Other Legislation Passed
The Legislature continued to increase funding for the state transportation system and capital improvements on the Massachusetts Bay Transportation Authority and Regional Transit Authorities, while working to end the practice of borrowing money to pay for the MBTA.
Near the close of the session, legislation was passed which strengthened gun laws. The new law gives police chiefs the authority to turn down a resident’s request to purchase a rifle or shotgun if they have reason to believe the person may be a danger. It also makes Massachusetts part of the National Instant Background Check System to provide a rapid response about whether a person is suitable to possess a license for a gun. Another provision of the new law requires that data be collected on all guns used in crimes or that cause injuries.
In response to the Supreme Court overturning the Massachusetts “buffer zone” law for access to reproductive health clinics—and at the urging of Atty. Gen. Martha Coakley—lawmakers passed legislation giving public safety officials the power to clear access to the clinics. The prior law provided a 35-foot buffer zone, which the court rejected; the new law restricts protesters to 25 feet.
An Act Establishing the Childhood Vaccine Program
Creates a stable financing framework enabling Massachusetts to guarantee that all children up to age 18 receive all the vaccines recommended by the national Advisory Committee on Immunization Practices. The legislation will allow access to all recommended vaccines for children and fund the Massachusetts Immunization Registry, which assists providers in keeping immunizations up-to-date.
An Act Restoring the Minimum Wage and Providing Unemployment Insurance Reforms
Gradually raises the minimum wage to $11 over three years, lowers unemployment insurance (UI) costs for employers across the state, strengthens safety protections for workers and makes permanent the multi-agency task force charged with combating the underground economy where tens of thousands of workers, many of them undocumented, are paid under the table, thereby avoiding payment of taxes.

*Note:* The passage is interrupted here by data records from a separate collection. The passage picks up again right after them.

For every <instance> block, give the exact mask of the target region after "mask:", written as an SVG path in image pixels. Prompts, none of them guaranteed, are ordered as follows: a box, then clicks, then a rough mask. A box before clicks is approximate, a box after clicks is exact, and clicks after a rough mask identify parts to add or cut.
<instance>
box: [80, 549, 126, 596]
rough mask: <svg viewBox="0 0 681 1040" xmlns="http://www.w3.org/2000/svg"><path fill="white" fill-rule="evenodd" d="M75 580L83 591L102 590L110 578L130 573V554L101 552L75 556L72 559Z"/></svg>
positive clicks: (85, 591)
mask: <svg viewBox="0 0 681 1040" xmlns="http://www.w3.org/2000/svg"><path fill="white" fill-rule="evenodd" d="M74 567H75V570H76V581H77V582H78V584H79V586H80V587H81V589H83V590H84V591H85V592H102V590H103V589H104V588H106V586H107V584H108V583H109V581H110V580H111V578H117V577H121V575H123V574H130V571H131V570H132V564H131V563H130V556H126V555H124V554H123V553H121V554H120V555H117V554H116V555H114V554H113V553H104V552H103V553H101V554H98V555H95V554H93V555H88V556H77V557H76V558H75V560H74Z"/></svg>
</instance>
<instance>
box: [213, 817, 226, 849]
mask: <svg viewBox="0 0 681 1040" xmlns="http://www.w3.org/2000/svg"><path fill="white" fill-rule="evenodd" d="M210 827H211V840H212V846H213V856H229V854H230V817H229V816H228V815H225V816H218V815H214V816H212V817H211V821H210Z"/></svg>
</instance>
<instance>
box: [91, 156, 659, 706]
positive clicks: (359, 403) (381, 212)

An Act Establishing a Domestic Workers Bill of Rights
Extends basic work standards and labor protections to approximately 67,000 nannies, housekeepers, caregivers and other home workers in the Commonwealth.
An Act to Promote Economic Growth in the Commonwealth of Massachusetts
Provides for increased job growth and economic stability by investing in advanced manufacturing, IT workforce training and “Big Data” innovation. It will provide $15 million for a Gateway Cities Transformative Development Fund for economic revitalization and $10 million is slated for the reuse of brownfields in economically distressed areas. The legislation creates an advisory council to boost the financial services industry in Massachusetts.

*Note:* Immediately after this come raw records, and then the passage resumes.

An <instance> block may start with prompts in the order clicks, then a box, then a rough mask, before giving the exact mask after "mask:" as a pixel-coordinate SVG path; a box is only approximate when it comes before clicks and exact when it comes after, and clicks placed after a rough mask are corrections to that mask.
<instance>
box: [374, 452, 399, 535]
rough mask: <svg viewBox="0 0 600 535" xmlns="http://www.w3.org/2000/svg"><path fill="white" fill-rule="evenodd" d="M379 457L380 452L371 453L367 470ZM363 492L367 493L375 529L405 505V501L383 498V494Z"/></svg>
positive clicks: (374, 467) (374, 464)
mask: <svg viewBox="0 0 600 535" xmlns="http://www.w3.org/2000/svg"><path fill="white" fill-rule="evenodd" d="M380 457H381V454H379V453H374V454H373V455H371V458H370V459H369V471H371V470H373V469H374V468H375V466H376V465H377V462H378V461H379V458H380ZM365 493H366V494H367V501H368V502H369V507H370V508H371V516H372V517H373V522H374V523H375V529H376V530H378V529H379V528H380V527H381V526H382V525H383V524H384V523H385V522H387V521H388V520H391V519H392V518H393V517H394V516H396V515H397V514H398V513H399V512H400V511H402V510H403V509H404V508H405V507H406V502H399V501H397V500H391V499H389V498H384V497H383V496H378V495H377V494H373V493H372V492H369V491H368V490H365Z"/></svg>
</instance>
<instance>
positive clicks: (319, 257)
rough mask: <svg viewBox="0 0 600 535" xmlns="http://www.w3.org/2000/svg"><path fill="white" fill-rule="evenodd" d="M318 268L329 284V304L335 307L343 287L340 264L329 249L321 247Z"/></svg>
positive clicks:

An Act Relative to the Broadband Institute
Allows the Massachusetts Broadband Institute to use a $50 million bond for expanding broadband infrastructure.
An Act Relative to the Expansion of the Boston Convention and Exhibition Center
Approves borrowing $1.1 billion to accommodate a 1.3 million square foot addition to the center, which would allow Boston to be host to larger conventions.
An Act to Foster Economic Independence
Provides a pathway for low-income families to become self-sufficient, especially those who are receiving “cash assistance.” The pathway will include job readiness, the development of life skills and English-as-a-second language. Over $15 million in aggregate funding improvements to the Department of Transitional Assistance for additional caseworkers and the Department of Higher Education for program evaluations and scholarships. Additional legislation introduces a “full employment program” and more effectively identifies welfare fraud as part of a companion bill.
Carolyn Morwick handles government and community relations at the New England Board of Higher Education and is former director of the Caucus of New England State Legislatures.